Le 3 décembre 2014, l’instance a rendu un arrêt établissant que, dans le cadre d’une procédure de divorce, l’enregistrement de « messages contenus dans le téléphone de [l’autre époux] et dont [celui-ci] avait l’usage exclusif« , constitue une atteinte illicite à l’intimité de la vie privée. Les juges considèrent également que « le fait qu’un huissier de justice soit intervenu pour retranscrire l’enregistrement » est sans incidence sur la non-recevabilité des éléments de preuve.

Rappelons qu’en l’espèce nous nous situons dans le cadre d’une procédure civile. Ce même procédé pourrait donc être recevable dans le domaine pénal.

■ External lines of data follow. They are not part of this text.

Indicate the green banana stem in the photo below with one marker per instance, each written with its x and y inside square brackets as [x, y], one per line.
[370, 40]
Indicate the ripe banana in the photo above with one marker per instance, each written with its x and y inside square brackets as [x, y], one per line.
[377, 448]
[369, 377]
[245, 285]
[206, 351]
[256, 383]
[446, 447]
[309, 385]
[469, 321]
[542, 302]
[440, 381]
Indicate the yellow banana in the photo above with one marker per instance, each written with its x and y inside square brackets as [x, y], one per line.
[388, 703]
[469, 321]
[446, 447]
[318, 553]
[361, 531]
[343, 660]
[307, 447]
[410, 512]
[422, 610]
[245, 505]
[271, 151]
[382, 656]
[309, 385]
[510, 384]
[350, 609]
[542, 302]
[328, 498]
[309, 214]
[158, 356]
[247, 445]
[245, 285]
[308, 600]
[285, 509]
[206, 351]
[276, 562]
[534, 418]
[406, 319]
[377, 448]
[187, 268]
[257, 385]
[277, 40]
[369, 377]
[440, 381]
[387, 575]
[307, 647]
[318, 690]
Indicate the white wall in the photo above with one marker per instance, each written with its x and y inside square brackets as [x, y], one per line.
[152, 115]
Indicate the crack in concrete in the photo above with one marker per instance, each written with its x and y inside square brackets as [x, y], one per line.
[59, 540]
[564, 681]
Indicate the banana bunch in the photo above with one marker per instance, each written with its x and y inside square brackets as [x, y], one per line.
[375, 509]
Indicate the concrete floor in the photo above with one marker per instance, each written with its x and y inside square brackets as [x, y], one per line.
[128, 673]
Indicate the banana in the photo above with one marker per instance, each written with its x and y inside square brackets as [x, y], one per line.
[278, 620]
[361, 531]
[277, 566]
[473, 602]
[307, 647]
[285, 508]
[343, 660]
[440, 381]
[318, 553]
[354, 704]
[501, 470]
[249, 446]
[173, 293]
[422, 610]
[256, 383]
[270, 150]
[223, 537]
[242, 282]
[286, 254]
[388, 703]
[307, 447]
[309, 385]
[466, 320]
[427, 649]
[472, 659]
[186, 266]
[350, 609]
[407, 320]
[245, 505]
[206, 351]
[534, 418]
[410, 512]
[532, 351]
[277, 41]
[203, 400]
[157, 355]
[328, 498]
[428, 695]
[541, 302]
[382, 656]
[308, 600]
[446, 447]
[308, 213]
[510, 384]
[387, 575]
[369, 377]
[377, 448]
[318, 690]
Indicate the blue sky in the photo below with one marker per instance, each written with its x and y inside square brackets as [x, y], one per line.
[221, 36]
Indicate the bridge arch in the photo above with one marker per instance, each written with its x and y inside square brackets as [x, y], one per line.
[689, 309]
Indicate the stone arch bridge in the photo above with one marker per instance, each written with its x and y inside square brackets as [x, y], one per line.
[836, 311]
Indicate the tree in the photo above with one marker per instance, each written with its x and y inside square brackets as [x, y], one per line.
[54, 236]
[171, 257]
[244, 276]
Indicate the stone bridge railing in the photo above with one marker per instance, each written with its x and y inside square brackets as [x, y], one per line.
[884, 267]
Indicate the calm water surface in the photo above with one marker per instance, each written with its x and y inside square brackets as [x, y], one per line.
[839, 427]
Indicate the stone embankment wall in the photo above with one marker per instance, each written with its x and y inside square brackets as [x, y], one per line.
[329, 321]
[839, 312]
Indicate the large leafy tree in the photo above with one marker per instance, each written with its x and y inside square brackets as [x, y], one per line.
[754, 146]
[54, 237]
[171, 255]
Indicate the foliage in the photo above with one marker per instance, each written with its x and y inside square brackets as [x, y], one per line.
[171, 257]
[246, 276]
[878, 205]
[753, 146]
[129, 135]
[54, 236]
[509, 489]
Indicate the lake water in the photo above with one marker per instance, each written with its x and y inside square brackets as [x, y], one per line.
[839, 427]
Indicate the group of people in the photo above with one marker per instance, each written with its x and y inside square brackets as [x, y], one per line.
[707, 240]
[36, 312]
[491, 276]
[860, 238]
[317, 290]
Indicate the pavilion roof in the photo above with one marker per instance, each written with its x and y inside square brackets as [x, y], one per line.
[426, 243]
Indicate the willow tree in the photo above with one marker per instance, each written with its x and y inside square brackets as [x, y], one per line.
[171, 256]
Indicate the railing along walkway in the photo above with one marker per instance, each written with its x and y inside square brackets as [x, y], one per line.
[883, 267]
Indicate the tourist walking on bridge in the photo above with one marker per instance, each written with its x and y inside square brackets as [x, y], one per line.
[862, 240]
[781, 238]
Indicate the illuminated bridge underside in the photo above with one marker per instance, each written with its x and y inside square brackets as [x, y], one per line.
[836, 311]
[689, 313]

Les juges pointent ici le fait que le mariage ne signifie pas renoncer à toute intimité. Ainsi chaque époux à le droit au respect de sa vie privée au même titre que n’importe quel individu, droit prévu par l’article 9 du Code Civil et l’article 8 de la CEDH.

 

Pourquoi faire appel à un détective privé ?

Cette décision permet de mettre en lumière le fait que, lors d’une procédure en justice, on ne peut pas être à la fois juge et partie. Ainsi il est toujours préférable de faire appel à un professionnel du droit et de la preuve afin d’instruire un dossier. En effet, ce dernier ne pourra pas se voir reprocher d’être influencé par ses intérêts propres.

Rappelons ici que la relation monétaire entre le mandant et l’enquêteur privé n’est pas de nature à créer un lien de subordination. L’enquêteur privé reste totalement libre de ses investigations, cela résultant de son obligation de moyens et non de résultats.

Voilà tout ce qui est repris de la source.